Scientists at the University of Surrey have been studying the “restorative benefits of birdsong”, testing whether it really does improve our mood. They discovered that, of all the natural sounds, bird songs and calls were those most often cited as helping people recover from stress, and allowing them to restore and refocus their attention.

So said a Guardian article on Saturday, ahead of International Dawn Chorus Day on Sunday.  It is another reminder that criticism of the Anglican imagination being shaped by agrarian experience is itself now a rather dated and woefully narrow understanding.  Rachel Mann, for example, has criticised the "Anglican Imagination" for being chiefly defined by "non-industrial and pre-industrial settings", in which "industry is essentially concealed".

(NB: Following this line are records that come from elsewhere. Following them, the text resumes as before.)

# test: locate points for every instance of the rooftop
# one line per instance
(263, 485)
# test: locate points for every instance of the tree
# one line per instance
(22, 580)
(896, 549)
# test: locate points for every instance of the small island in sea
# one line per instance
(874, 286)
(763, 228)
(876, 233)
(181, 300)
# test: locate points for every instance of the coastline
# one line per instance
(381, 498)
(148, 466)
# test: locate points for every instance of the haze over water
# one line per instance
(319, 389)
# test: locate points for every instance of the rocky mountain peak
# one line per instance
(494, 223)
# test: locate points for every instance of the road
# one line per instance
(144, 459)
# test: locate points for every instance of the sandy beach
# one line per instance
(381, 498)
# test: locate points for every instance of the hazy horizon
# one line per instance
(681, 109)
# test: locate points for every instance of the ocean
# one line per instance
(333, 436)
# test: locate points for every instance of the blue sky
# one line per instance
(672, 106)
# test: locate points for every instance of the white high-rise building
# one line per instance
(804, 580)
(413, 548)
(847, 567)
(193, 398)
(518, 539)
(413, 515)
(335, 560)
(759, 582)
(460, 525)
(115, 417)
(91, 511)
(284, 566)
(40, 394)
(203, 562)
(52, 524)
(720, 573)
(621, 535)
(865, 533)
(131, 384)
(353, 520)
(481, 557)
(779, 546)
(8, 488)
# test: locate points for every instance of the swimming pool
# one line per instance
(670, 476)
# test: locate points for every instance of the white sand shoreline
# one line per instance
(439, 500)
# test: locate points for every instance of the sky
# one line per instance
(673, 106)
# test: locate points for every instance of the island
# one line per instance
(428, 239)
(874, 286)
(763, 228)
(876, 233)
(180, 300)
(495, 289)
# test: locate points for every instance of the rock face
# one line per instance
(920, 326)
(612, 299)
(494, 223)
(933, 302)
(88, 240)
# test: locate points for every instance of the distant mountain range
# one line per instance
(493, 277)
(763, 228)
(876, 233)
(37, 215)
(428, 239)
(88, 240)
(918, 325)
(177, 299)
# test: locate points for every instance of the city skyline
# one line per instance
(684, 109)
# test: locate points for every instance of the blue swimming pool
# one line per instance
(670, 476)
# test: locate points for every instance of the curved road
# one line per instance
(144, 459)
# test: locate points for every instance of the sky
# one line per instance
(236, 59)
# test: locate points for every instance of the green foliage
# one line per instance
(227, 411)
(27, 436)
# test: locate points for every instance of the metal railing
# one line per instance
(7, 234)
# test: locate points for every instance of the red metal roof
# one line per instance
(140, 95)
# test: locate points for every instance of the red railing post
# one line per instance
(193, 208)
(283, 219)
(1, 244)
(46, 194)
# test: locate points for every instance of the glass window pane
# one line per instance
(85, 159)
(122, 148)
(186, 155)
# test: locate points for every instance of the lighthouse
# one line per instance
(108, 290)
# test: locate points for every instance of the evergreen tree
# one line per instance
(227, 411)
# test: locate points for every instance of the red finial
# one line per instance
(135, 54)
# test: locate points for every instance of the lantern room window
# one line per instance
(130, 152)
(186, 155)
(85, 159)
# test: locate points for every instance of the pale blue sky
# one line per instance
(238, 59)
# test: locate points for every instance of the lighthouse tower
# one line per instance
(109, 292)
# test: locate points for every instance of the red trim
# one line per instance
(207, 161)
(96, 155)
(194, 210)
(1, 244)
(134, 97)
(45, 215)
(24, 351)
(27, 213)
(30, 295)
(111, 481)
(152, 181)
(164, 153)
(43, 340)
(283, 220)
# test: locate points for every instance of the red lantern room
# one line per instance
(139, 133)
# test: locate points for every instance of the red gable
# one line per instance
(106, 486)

Such an agrarian imagination - pastoral, ecclesial, liturgical, artistic - is what is needed in the contemporary Church amidst the various environmental crises now faced.  An Anglican Imagination rooted in agrarian experience challenges the assumptions which underpin, and the behaviour which gives expression to, contemporary urban, consumerist, technological culture.

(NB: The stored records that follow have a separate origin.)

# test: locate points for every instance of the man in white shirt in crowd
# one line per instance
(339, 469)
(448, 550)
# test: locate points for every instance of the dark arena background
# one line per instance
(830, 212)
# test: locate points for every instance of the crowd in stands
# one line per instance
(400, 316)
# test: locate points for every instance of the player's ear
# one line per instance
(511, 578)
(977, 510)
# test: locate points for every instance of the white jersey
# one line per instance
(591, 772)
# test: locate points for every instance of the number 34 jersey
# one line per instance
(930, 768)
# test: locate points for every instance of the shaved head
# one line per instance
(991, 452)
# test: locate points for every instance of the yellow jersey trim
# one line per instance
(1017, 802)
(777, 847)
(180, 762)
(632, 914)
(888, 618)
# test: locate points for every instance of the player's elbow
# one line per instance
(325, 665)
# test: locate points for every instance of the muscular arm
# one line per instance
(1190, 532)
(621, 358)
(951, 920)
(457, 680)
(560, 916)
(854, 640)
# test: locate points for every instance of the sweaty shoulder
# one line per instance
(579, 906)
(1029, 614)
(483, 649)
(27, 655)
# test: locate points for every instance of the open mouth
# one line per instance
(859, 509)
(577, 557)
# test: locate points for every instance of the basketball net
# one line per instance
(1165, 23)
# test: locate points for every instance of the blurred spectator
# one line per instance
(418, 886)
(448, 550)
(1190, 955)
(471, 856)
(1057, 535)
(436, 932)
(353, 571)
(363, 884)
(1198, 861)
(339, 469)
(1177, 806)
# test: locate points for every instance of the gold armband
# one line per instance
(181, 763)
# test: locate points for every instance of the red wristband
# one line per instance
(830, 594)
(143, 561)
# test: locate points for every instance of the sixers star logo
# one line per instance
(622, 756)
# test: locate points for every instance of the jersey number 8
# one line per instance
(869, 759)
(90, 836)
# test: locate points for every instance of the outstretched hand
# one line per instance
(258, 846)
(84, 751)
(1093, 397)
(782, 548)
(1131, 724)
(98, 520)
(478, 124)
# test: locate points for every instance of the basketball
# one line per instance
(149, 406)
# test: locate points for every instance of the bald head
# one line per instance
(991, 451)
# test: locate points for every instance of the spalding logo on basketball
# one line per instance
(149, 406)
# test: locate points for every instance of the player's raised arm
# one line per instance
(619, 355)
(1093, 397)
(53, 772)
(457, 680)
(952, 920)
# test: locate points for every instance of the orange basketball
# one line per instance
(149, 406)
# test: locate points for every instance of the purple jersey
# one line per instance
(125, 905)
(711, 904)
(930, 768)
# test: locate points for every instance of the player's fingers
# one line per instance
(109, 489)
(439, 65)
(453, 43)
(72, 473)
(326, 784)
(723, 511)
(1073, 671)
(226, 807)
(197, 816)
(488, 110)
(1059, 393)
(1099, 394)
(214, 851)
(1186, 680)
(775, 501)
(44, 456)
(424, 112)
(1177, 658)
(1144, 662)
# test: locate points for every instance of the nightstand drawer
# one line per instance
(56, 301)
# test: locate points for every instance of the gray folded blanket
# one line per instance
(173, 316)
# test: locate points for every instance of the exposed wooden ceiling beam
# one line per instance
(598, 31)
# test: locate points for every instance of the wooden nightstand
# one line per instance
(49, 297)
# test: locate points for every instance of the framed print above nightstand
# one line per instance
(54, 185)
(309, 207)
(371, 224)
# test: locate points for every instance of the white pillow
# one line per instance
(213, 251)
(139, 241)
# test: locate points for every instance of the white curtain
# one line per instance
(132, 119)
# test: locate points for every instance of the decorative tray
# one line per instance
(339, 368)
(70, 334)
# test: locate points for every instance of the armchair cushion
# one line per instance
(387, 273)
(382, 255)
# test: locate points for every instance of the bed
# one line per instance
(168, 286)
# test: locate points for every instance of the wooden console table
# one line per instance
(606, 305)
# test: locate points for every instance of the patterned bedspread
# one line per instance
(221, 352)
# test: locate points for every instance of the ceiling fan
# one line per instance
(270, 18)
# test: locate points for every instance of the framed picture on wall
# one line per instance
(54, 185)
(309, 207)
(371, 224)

To again quote from the article:

But as we contemplate what has happened to Britain’s birdlife over the past half century, can we really be sure that they will still be singing in 50 years’ time? I’m not sure that we can.

In such a context, how can it be a weakness that the Anglican Imagination is shaped by an agrarianism which leads us to value nature, wildlife, and landscape, and to desire rhythms and patterns of life more in harmony with the natural environment?  As Professor Sandra Diaz - a co-chair of the recent report from the Intergovernmental Science-Policy Platform on Biodiversity and Ecosystem Services - has said:

We need to change the way we think about what a good life is, we need to change the social narrative that puts an emphasis on a good life depending on a high consumption and quick disposal.

The agrarianism of the Anglican Imagination offers a response to this call, a response weakened and undermined if that agrarianism is held to be a cause of ecclesial embarrassment, rather than a gift to be shared.

Close to the beginning of his A Sand County Almanac (1949), the great US naturalist and conservationist Aldo Leopold stated:

There are two spiritual dangers in not owning a farm.  One is the danger of supposing that breakfast comes from the grocery, and the other that heat comes from the furnace.

The agrarianism of the Anglican Imagination can - through its rhythms and patterns, experiences and artistic expressions - help us both recognise and address such "spiritual dangers".  It can recall us to an experience of the created order, the natural environment, as gift; of what it is to live in harmony with this gift of the Creator; and of the vocation to be good stewards of the created order.  In other words, the agrarianism of the Anglican Imagination is deeply contemporary, profoundly relevant.

As philosopher and New Agrarian writer Norman Wirbza has said:

Our practical separation from the sources of life - photosynthesis, humus, earthworms, bees, chickens, communal memory and tradition, family nurture, neighborly support - is of immense theological significance because what is at issue is our separation from the ways of God at work there.

To call for the Anglican Imagination to be less agrarian is to compromise the Church's response to, and its mission in, an age of threatening ecological catastrophe.  Rather than abandoning such agrarian rhythms, patterns, and experiences, it is a time to renew, deepen, and more fully live out Anglican agrarianism.